Costa Rican roads also help to keep things exciting. You can go from 3 lanes to 1 with little to no warning and from smoothly paved to pothole-filled in a matter of meters. Curves can corkscrew down steep hills with no guardrails to save you from plunging hundreds of feet.
 
Driving in Costa Rica

We haven't told you these things to discourage you from visiting Costa Rica, but we want you to be aware of what you are getting into as a driver. If you have a bad sense of direction, or are not the most competent and comfortable person behind the wheel, there are other ways to travel through Costa Rica. Private and Public transfers are great travel options that allow you to sit back and enjoy the ride while someone else pilots the vehicle. Flying to regional airports is yet another way to get to different areas of the country without having to brave the roads. Costa Rica has small regional airports close to most tourist destinations. You can rent a car from there or do the transfer or taxi thing.

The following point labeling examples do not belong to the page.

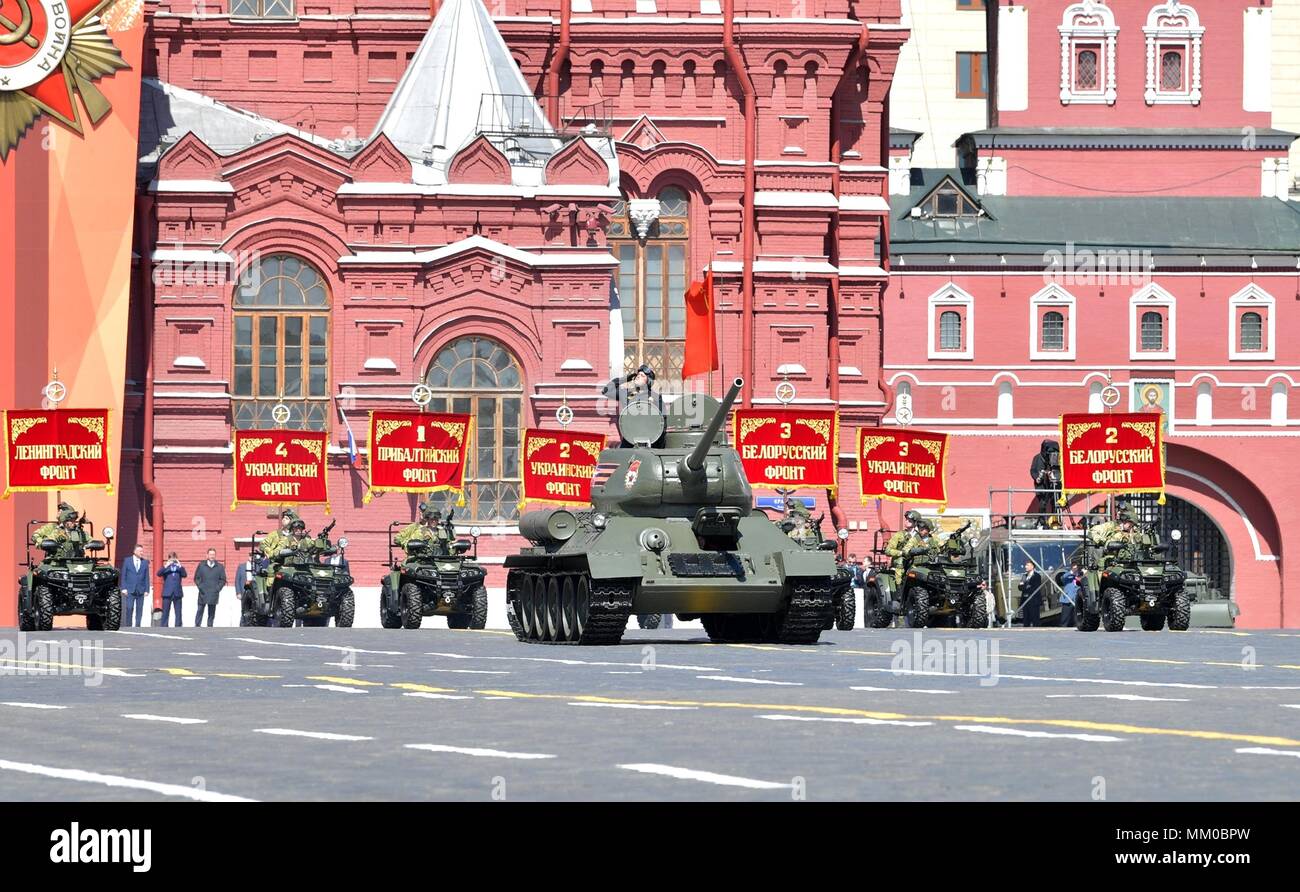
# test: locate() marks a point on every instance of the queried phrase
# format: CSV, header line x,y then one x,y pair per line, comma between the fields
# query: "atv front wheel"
x,y
412,606
1114,610
1181,614
346,610
918,607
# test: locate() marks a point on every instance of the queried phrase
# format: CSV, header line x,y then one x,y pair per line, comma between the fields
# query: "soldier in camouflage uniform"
x,y
429,529
65,531
897,545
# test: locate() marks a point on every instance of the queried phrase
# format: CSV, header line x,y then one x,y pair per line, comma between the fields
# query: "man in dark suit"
x,y
1031,594
135,585
209,577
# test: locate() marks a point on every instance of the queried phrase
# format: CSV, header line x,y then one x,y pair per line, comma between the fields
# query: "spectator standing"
x,y
1031,596
209,577
135,585
1071,589
172,572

Technology is helping to overcome some of the Costa Rican driving issues. Almost all rental car agencies offer GPS with their rentals, but I have found that they are more accurate when helping you arrive at popular destinations and can throw you a curveball when trying to help you locate lesser known ones. There is a fairly new application for mobile phones called Waze. Waze is a community driven GPS application that allows drivers to share information on road conditions including traffic jams, police stops, accidents and more with other drivers in real time. We have seen it come a long way in a short time and think that once more Costa Rican roads have been uploaded to the service, it will be an invaluable tool no matter where you are in the country. So far it is more helpful in the metropolitan areas.